Respecting ethnic groups
Role play
MESSAGE
You, a francophone Acadian, are on a foreign planet with a Chinese person, a black African, an English person, an Amerindian.
You receive the following radio message:
ATTENTION! IMPORTANT MESSAGE. THE PLANET YOU ARE ON IS ABOUT TO EXPLODE. A ROCKET IS ON ITS WAY, WITH ROOM FOR THREE PEOPLE. YOU HAVE 10 MINUTES TO MAKE A DECISION. WHO WILL BE ON BOARD THE ROCKET?
Did you make a decision? (yes)
Which one? (Acadian, Amerindian, African)
Did you find the decision difficult? (yes)
Why? (because there were a lot of ethnic groups)
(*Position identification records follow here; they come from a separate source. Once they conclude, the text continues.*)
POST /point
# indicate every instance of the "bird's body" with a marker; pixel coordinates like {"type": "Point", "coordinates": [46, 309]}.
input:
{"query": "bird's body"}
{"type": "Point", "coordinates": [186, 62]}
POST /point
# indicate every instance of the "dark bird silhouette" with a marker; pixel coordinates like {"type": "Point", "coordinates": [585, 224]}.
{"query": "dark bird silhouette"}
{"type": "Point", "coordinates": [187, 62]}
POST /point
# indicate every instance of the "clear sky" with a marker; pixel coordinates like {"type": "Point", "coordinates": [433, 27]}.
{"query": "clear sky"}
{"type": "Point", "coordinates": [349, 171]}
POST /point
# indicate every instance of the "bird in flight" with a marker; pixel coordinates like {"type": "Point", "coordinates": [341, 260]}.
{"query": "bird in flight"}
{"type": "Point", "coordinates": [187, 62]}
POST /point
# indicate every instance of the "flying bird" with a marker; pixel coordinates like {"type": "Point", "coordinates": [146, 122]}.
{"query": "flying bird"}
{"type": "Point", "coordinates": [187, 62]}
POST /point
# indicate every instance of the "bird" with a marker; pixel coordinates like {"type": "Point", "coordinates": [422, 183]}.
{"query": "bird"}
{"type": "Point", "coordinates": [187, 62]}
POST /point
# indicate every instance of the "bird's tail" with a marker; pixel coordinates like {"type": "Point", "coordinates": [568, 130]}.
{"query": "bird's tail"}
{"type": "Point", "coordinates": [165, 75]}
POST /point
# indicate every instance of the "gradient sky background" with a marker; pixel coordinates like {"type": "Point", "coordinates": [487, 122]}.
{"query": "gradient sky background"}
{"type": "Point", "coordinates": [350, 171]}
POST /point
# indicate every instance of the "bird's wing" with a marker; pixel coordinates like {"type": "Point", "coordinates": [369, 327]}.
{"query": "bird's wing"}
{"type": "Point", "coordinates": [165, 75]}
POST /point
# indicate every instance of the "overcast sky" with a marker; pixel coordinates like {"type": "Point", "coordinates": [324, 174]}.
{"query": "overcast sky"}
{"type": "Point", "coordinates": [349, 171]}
The story of this exercise given to 10-year-olds in New Brunswick, (see image underneath the article), as part of a curriculum teaching about diversity, was reported by the Canadian Broadcasting Corporation (CBC) after complaints from two mothers of children adopted from Ethiopia. The province’s Minister of Education had to step in to stop the school from using the exercise which, he said, “invites and encourages defining people by stereotypes”. Good for him.
The school thinks the exercise is a good one because
- it is intended to show the students how to be respectful to all groups
- some students have advocated keeping everyone
- some students have suggested keeping the three main groups in the community (“English, French and Amerindian”), “because of being able to communicate”
It’s hard to know where to even start with this one, so I’ll start at the beginning:
Firstly, the exercise assumes that everyone in this French-speaking school is an Acadian – a white Canadian of ultimately French origin – which clearly is not true. One of the mothers, at least, is apparently English-speaking (I could find no references to this event in the French-speaking press), and her daughter is not white.
Secondly, the assumption and lesson is that Chinese people, black Africans, “English people” (they mean English-speaking Canadians) and Amerindians are not like Acadians. And we’re not just talking ethnicity here. It doesn’t say, “a person of Chinese heritage, a black person, an English-speaking person, and a person of Amerindian heritage”.
Thirdly, what’s with the pictures? Check out the thick lips, the slanted eyes and the animal skins (it’s only mildly reassuring that there are no slitty eyes and feather headdresses).
Finally, how exactly does obliging children to decide who should be saved teach them to be respectful of all groups??? In fact, what it does is
- teach them their ethnic group (white) has that power over others, in particular people of colour
- reinforce the notion that certain groups have a right to be here and others don’t (as evidenced by the school’s comment above)
- perpetuate otherisation through its choice of ethnic descriptors
These are ten-year-olds, for pete’s sake! Instead of asking them to make a decision, how about telling them in no uncertain terms that it would be wrong to choose and ask them to think about why?!